At the Train to Compete stage of development a competitive game is not the time to experiment with a creative shot for the first time. The first time you take that shot should be on your own in a gym or on the play ground. Through repetition the player develops confidence to use that shot. Next the player experiments with the shot in competitive situations in practice or small sided games, like 1 on 1, 2 on 2, or 3 on 3. On the play ground you stayed on the court only if your team won. You learned what shots worked best. You did not make use of a shot until you mastered it. In recreational games such as summer leagues it is ok to try out these shots for the first time. Once you have shown your coach and teammates that you can make the shot in practice you then get to take that shot in the competitive game. Players who play numerous games often lose the importance of each possession. “We have another two games today, why is the coach so upset about this shot?” The problem with these players is that they often do not have the individual or team practice time to work on developing their skills. Everything is trying to be learned in the course of the game. Very often the coach and teammates lose confidence in the player for trying out these new skills in the game. This often results in the loss of playing time.

One of the things I do at games is shot charts. I use the label NP (non practiced shot) This is a shot that you know the player has never taken in a practice situation. It may be because of:

  1. The speed at which the player is shooting.
  2. The angle of the shot, particularly lay ups.
  3. The degree of difficulty, how many pump fakes, scoops and spins.
  4. The balance of the player.
  5. How contested by the defense is the shot.
  6. This is one of the main reasons for a low shooting percentage, the number of high degree of difficulty shots we continue to take.

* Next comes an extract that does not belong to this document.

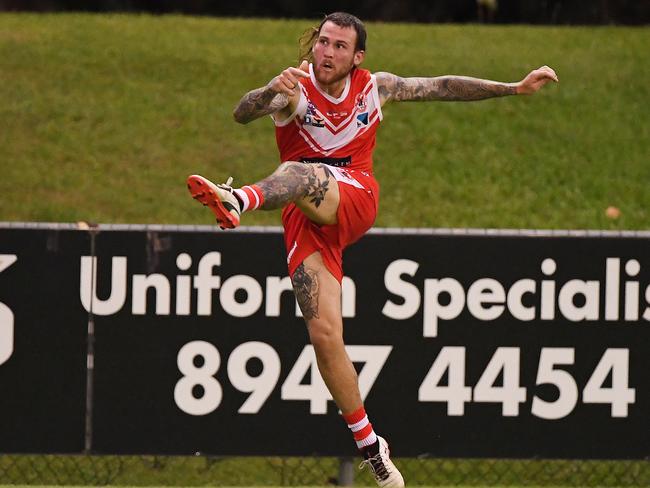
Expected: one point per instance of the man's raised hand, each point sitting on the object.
(535, 80)
(287, 81)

If you only have one shot you are easy to scout. This is true, but you are also a very effective scorer. This summer I had the opportunity to talk to one of the assistant coaches at the University of Oregon. Paul Westhead , the new University of Oregon coach, runs a shooting drill in practice called ‘go to’ shooting. The players spend five minutes working on their “go to” shot. This is the shot they would take to win the championship if there was only one shot left in the game. When first putting in the drill the players would be practicing five different shots. He had to instruct them that they only had one ‘go to” shot. It had to be done at the same speed and intensity that would occur in the game. Once you can make it regularly, you may have the one counter.

Hannah Jardine was the living example of this simplified approach to the game. She only played to her strengths and avoided her weaknesses. Since she was a weak dribbler she avoided this skill if others around her were better at dribbling. This allowed her to maintain her confidence at all times in the game. She has plenty of time, as she is only 14 years old, to continue to add things to her game. By keeping this simple approach to the game here were her stats for her last game of the tournament:

  • 40 minutes of playing time
  • 32 points – 8/14 FG – 57%, 16 /22 FT- 73%
  • 20 rebound – 8 offensive 12 defensive
  • 3 steals
  • 2 assists
  • 2 Turnovers
  • 2 blocks
  • Numerous – changed shots by the opposition ( This is not an official stat, but one that reflects a big players impact on the game)
  • 2 fouls

This might have been the most impressive stat line for any player male of female for the entire tournament. Way to go Hannah! Keep the game simple by playing to your strengths. Use your time in practice to polish your strengths and continue to add new strengths that can be applied to your game.